You need root privileges to write to this file, so to get them I opened it up in the gedit Text Editor using the sudo command.

sudo /usr/bin/gedit /etc/fstab

Then I commented out the line that read:

/dev/scd0       /media/cdrom0   udf,iso9660 user,noauto,exec,utf8 0       0

By putting a hash (#) symbol in front of it and then added a line underneath it that read:

/dev/scd0 /media/cdrom0 udf,iso9660 users,noauto,uid=0,gid=46,mode=0777,dmode=0777,nosuid,noexec 0 0

This should be all one line. Once that is done, video DVDs will actually mount, and you can actually play them.


Now I can watch DVDs just like this one!

I had another problem with video in Ubuntu, and that was Totem never seems to be able to work out the duration of a VOB or MPG video file. It thinks no MPG file is longer than about 24 seconds.
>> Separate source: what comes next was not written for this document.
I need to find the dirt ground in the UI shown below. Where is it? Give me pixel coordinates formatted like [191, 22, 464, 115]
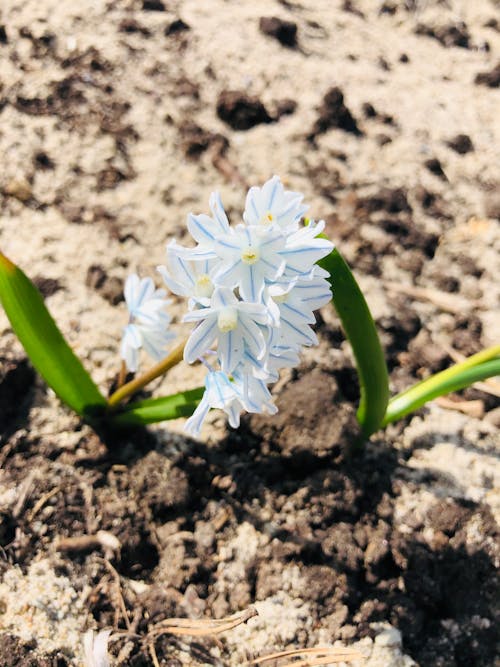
[0, 0, 500, 667]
Mind you, that's about four times the average attention span these days, which is probably why the bug hasn't been picked up yet.

I fixed this by the simple expedient of installing the excellent free software media player VLC. It particularly excels with video, and allows me to have lovely jittery interlaced fields using the Video -> Deinterlace -> Linear option.

1 comment:

Unknown said...

This fix does not work on a clean install of the current version of Ubuntu, Lucid Lynx. It will only work on an upgrade from Karmic. To get this to work on Lucid, you need to look at the instructions here.

The basic changes being that you have to change the /dev/scd0 to /dev/sr0 (or whatever it is on your machine) and create a /media/cdrom0 directory yourself by hand.